Plants loosely cespitose, rhizomatous. Culms 70-200 cm, erect, solitary. Leaves exceeded by the spikes; sheaths with stiff, 1-3 mm hairs; auricles 1-6 mm; ligules 1-5 mm; blades 6-28 mm wide, lax, flat, scabrous, glabrous, or thinly pilose above. Spikes 10-30 cm long, 2-5 cm wide, erect to nodding, lax, nodes with 2-4(5) spikelets, the basal spikelets often on 1-3 mm pedicels; internodes 7-11(15) mm. Spikelets 12-17 mm, appressed to spreading, with 2-5 florets. Glumes absent or shorter than 1 mm; lemmas 10-15 mm, sparsely scabrous to appressed hispid, awned, awns 16-33 mm, straight; anthers 6-8 mm, dehiscent. 2n = 56.
Leymus californicus is endemic to coniferous forests near the coast in western California, from Sonoma to Santa Cruz counties, at elevations from near sea level to 300 m. It used to be included in Hystrix Moench, a genus that was described as lacking glumes. The type species of Hystrix has since been shown to be more closely related to species of Elymus-than to other species placed in Hystrix which, with the exception of L. californicus, are native to eastern Asia. Transfer of L. californicus, and some of the other species formerly placed in Hystrix, to Leymus is supported by molecular data (Jensen and Wang 1997; Mason-Gamer 2001). The situation with respect to L. californicus illustrates the danger of circumscribing a taxon by its lack of a character. In this case, it appears that reduction in the glumes has taken place within both Elymus and Leymus.

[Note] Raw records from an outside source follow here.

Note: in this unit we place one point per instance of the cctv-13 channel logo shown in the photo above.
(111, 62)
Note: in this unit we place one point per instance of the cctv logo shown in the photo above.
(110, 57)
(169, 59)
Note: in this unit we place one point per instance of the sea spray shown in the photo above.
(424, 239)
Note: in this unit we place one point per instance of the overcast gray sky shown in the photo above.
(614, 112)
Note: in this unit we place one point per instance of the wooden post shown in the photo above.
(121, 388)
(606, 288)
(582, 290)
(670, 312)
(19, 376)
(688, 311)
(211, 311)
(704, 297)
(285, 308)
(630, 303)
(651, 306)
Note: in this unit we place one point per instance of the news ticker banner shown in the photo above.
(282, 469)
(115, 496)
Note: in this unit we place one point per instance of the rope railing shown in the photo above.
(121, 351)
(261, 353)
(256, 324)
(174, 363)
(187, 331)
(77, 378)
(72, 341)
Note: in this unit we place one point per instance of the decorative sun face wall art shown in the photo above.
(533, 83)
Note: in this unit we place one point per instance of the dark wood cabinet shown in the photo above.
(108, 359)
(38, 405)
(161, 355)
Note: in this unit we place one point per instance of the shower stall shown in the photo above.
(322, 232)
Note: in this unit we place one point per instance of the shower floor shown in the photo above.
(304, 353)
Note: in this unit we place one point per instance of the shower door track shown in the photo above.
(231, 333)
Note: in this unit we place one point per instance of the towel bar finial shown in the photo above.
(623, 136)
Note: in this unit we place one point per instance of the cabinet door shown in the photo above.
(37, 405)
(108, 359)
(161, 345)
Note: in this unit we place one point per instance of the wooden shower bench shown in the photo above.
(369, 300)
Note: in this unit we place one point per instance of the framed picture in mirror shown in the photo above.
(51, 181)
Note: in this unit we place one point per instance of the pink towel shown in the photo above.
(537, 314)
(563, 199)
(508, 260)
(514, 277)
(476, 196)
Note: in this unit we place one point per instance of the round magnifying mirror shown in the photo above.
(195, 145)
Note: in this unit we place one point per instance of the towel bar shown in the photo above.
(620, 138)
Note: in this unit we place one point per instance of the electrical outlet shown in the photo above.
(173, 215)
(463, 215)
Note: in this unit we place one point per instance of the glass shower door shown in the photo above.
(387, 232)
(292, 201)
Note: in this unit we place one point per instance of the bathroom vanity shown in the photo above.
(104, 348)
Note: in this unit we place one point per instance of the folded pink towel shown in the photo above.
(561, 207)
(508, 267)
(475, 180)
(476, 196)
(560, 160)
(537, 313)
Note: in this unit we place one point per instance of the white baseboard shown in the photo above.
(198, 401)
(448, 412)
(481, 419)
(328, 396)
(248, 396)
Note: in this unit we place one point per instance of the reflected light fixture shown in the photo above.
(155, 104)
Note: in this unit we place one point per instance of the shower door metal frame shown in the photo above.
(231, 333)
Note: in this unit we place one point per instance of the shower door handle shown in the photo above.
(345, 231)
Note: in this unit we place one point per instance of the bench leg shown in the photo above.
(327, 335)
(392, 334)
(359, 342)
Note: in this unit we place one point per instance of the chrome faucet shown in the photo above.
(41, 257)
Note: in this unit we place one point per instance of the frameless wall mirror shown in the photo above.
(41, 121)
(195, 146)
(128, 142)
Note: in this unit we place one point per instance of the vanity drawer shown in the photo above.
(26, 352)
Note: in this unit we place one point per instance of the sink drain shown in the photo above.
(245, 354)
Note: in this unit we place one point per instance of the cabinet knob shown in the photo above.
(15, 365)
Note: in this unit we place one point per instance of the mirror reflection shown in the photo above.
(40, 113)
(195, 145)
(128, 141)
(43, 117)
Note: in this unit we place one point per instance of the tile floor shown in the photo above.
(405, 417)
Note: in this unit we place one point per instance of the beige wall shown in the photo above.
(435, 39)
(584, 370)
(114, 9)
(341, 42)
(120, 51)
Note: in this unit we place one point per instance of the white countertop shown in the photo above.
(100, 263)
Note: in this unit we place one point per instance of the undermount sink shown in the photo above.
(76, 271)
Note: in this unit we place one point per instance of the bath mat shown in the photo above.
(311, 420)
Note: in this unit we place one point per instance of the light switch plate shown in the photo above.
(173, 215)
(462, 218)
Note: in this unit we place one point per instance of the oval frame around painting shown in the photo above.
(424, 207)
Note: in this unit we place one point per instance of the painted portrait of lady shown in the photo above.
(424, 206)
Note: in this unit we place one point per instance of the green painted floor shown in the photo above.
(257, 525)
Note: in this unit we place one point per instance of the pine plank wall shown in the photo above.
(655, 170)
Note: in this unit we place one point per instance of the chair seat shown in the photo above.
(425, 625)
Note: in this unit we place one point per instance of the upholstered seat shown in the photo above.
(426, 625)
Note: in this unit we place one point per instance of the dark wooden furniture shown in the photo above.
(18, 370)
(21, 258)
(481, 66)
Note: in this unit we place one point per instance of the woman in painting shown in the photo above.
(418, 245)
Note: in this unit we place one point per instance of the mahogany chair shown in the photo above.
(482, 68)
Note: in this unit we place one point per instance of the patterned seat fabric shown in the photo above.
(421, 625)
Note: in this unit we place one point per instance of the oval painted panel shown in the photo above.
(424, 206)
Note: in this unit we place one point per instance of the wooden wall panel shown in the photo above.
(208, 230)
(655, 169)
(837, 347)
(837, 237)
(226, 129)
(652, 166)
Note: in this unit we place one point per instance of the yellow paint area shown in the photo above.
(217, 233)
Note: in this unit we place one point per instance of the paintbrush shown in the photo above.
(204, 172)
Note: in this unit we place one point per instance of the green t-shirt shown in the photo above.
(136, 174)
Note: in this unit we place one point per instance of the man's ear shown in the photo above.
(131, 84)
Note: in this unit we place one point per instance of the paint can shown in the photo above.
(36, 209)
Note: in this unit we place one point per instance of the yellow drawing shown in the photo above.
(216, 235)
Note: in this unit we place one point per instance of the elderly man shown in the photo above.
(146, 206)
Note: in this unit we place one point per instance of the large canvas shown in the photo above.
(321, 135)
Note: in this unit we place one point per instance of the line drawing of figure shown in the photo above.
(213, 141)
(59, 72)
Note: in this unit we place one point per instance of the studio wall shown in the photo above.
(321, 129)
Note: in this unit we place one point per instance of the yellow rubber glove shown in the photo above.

Leymus californicus is unusual among the other species of Leymus in the contiguous United States in growing in a forested habitat, but L. innovatus-also grows in forests, and some of the Chinese species that have traditionally been placed in Hystrix are also reported to grow in forest habitats but recently transferred to Leymus (Yen et al. 2009) . Indeed, these similarities, plus its restriction to the vicinity of San Francisco, suggest the possibility that L. californicus is an introduced Chinese species.